Born in Daytona Beach in 1951, Gerald tallied a body count of 41 as a result of his deep resentment towards a world of "bitches." A former short order cook, this misogynist killer truly enjoyed the act of killing. He did it with glee and impunity. His decade-long crime spree began in 1969 and spanned across three states -- Florida, New Jersey and Pennsylvania. His victims of choice were generally prostitutes, runaways and hitchhiking teen agers.
Unlike most other serial killers, he never raped his victims -- instead he submitted them to slow, painful deaths. As one of the investigating officers pointed out, "He thinks about three things: stereo systems, cars, and killing women." Stano was arrested 1978 and charged with the December, 1973, murder of Cathy Lee Scharf, a 17-year-old hitchhiker from Port Orange, Florida.
Stano confessed picking up the teen ager while she was hitchhiking on U.S. 1 in Port Orange and choking her repeatedly over several hours. After finally killing the girl, he dumped her body in a drainage ditch, cleaned up and went roller skating. Hunters found her decomposed body at the Merritt Island National Wildlife Refuge near Titusville on January 19, 1974.

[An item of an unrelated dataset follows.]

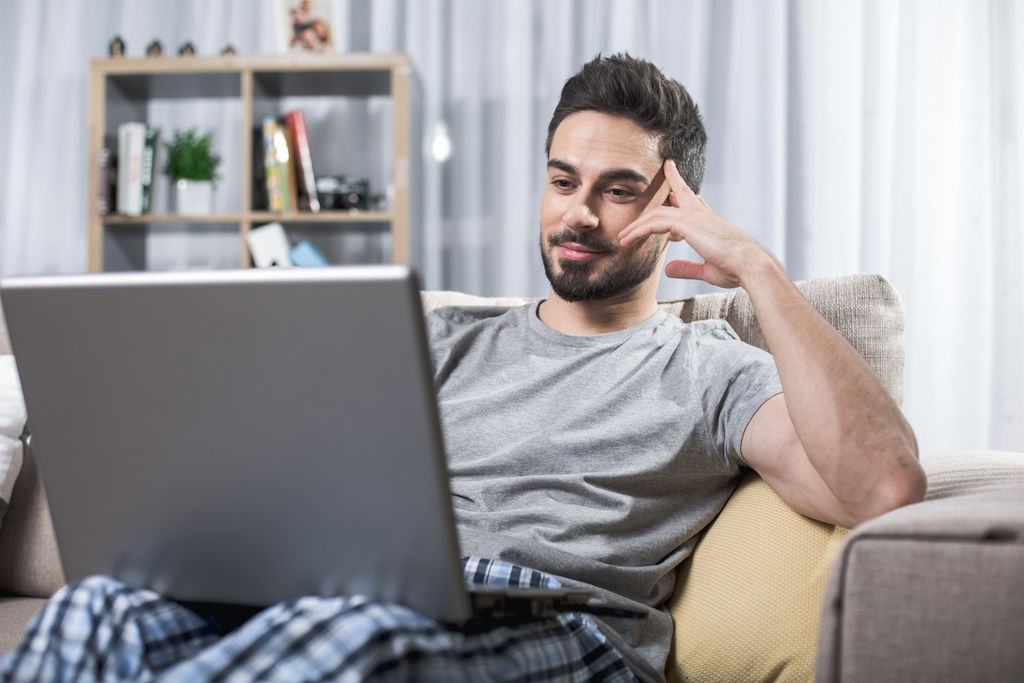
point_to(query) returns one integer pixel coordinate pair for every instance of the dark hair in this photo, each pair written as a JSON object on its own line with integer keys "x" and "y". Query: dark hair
{"x": 625, "y": 86}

In 1983 Stano was convicted and sentenced to Old Sparky, Florida's temperamental, three-legged electric chair. He also was condemned for the murders of Susan Bickrest, 24, and Cathy Muldoon, 23, in Volusia County. He got life sentences for six other slayings. After 25 years of appeals, Gerald was executed at 7:00 AM, March 23, 1998. For his last meal, Stano ordered a Delmonico steak, baked potato with sour cream and bacon bits, some French bread with butter and a tossed salad topped with blue cheese dressing. He finished the meal with half gallon of mint chocolate chip ice cream and two liters of Dr. Pepper.

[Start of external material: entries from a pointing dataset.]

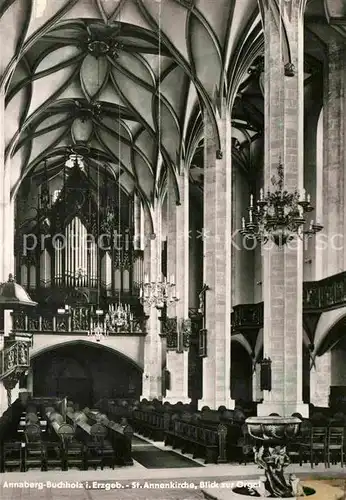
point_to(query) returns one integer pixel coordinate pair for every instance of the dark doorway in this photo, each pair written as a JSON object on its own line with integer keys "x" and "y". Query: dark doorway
{"x": 85, "y": 374}
{"x": 75, "y": 389}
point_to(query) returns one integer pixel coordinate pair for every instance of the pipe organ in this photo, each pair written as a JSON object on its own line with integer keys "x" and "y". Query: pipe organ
{"x": 85, "y": 244}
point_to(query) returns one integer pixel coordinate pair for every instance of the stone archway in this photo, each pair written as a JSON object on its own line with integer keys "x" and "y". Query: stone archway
{"x": 85, "y": 373}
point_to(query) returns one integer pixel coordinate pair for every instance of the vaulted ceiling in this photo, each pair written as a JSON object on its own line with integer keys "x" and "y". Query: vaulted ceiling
{"x": 125, "y": 83}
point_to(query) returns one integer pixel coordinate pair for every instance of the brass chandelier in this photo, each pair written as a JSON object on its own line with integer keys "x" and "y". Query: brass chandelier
{"x": 279, "y": 215}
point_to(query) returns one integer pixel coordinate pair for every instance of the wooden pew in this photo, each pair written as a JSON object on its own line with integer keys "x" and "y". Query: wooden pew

Stano was the first death row inmate to die in Florida's 75-year-old, oak chair since the March 25, 1997 flaming execution of Pedro Medina. After a foot-long flame leaped from the head of Medina -- the second malfunction by the chair within seven years -- State authorities imposed a one-year moratorium on electrocutions. Investigators eventually determined the malfunction was caused by the executioners' failure to properly apply electrically conducting sponges in the chair's headpiece. With a heavily backed-up execution schedule and coming elections, the state's Senate voted unanimously to reinstate electrocution and scheduled four within an eight-day period.
The first on the block was Stano. The unrepentant killer made no final statement and stared straight ahead as he was strapped in. Following his death -- which, unlike in previous executions, no smoke or flames came shooting out of his head -- his attorneys distributed a written statement in which he thanked his friends and supporters: "Know that I love you all and cherish your love. Thanks for staying with me when people ridiculed you... I am innocent."
Sweet dreams, and may you forever remain Crazy 4 Crazies.